Level 10.2: Interactive Characters

Interactive Characters

Sometimes, the overall plot arc of the game is fixed and linear, but there are a number of characters (specifically, “non-player characters,” referred to as NPCs) that the player can interact with. In video games, where interpersonal relationships must be quantified, there are two common ways to treat NPCs and their relations with the player.

Flags

A “flag” in this context is just a binary (yes-or-no) value. An action did or did not happen. The player did or did not talk to a certain NPC, and if they did, they either did or did not choose a particular conversation path. As a result, certain new NPCs or conversation options may appear or disappear.
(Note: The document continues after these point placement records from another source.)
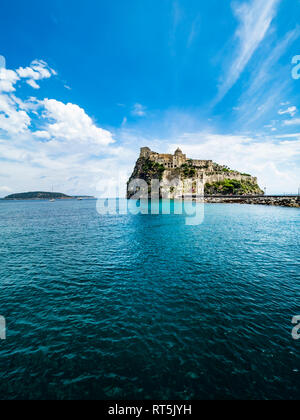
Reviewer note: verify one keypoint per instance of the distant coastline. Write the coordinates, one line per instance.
(42, 195)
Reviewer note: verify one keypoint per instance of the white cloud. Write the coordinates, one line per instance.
(70, 122)
(138, 110)
(255, 19)
(38, 70)
(8, 79)
(292, 110)
(33, 84)
(295, 121)
(5, 189)
(12, 119)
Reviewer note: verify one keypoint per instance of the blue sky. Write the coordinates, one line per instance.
(86, 84)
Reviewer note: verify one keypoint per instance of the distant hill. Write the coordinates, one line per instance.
(37, 195)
The advantage of flags is that it is very simple to do. Everything either happens or it doesn’t, making the logic that drives the characters pretty easy to follow. It’s also easy to implement in code; programmers can do binary logic easily.
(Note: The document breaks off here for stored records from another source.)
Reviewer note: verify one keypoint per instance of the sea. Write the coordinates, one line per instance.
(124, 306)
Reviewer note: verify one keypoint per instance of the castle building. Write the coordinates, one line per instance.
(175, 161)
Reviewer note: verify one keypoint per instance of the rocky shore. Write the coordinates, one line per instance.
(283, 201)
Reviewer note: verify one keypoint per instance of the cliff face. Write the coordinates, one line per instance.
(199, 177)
The disadvantage is that there is not a lot of depth to these characters, if there is only black and white and no shades of gray in between. Youcan add more complexity by combining binary values (“only make Aragorn appear if Frodo chose to travel to the Prancing Pony and he successfully avoided capture by the Ringwraith and he puts on the Ring”) but at this point it can get complex to follow, reducing the benefit of simplicity mentioned earlier.

Affinity

Instead of a yes/no dichotomy, use numeric values to measure things like how strongly a character feels affection or hatred towards another character. If you have to decide whether an NPC behaves in a certain way, check to see if its affinity value is past a certain threshold value. (In tabletop RPGs, it is common to also add a die-roll to the mix, so that things may or may not happen based partly on chance.)

The advantage of an affinity system is that it is still fairly simple, it can handle more complexity than a flag system, and it is much more expressive.

However, you must be careful with affinity systems. There is a danger of having a very muddy system (where the player can’t tell why a character behaved in a certain way), especially if several affinity variables or a random die-roll are included in determining the outcome. In short, it is hard to get this kind of system to “feel right” without a lot of playtesting.